While women are leaving a footprint on how farming is done in Ontario these days, it’s getting harder and harder to keep family farms running.
Among other things, the high cost of land is rising and corporate competition is pushing small farms out.
“Farming is becoming less of a family business and more of a big business,” says Bailey. “It’s an industry almost, like a factory. And I think the government is treating all farms like they’re a factory, and we’re not.”
She says a lot of family-run farms are still family-run businesses, and they need support to continue farming.

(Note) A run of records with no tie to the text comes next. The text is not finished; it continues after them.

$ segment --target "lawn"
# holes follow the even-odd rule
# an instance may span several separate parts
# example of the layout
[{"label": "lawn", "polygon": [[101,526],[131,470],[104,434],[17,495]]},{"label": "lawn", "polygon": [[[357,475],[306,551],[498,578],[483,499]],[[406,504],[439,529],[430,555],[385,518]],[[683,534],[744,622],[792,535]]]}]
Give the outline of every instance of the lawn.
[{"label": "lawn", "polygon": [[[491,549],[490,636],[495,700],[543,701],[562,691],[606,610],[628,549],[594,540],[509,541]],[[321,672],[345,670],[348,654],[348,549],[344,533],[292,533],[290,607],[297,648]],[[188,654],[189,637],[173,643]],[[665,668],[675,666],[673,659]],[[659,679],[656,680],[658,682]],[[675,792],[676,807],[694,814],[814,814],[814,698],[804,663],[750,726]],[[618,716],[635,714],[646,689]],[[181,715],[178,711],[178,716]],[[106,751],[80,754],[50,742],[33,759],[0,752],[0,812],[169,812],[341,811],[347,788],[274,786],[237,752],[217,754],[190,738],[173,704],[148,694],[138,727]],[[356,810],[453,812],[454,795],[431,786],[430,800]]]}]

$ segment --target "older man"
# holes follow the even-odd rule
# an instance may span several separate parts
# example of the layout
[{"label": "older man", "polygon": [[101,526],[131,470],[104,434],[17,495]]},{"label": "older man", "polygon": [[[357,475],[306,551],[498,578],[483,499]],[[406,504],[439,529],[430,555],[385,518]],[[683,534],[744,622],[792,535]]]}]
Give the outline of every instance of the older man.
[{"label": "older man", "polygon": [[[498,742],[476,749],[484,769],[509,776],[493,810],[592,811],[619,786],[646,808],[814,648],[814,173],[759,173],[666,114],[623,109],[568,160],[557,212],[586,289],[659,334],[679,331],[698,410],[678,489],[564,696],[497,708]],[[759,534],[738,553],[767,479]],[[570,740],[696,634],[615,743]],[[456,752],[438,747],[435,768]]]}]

“I think it’s going to be a real fight for the family farm to continue,” says Bailey. “It’s very expensive to keep farming, the costs are all there. And more and more, the government is making it harder for small farms to keep going. There is more legislation, there are more stipulations, there’s more paperwork, and things like that.”
While these troubles have some Ontario farmers worried, Bailey has high hopes for the future of her family’s farm.
“For our farm, I'd like to see it continue,” says Bailey. “Our children are fifth-generation farmers. That’s not something you see a lot of, of young people wanting to continue farming, and being able to.”
And younger generations of farmers are getting primed to take over the industry one day.
Julia Blackett, 15, is one of them.
Although she isn’t a farmer in the traditional sense of the word, Blackett has a stable full of animals she has paid for with her own hard-earned money.
Like most kids, she spends her nights doing homework, but then heads out to the barn to feed and care for her animals.
“I’m learning so much,” says Blackett. “I have learned about all the work that goes into keeping animals.”
Girls like her are leading the future of women farmers.
“I think the next generation of women are going to be the ones to watch,” says Bailey. “I think they’ve really got a mind of what they want, and they’re going to achieve it.”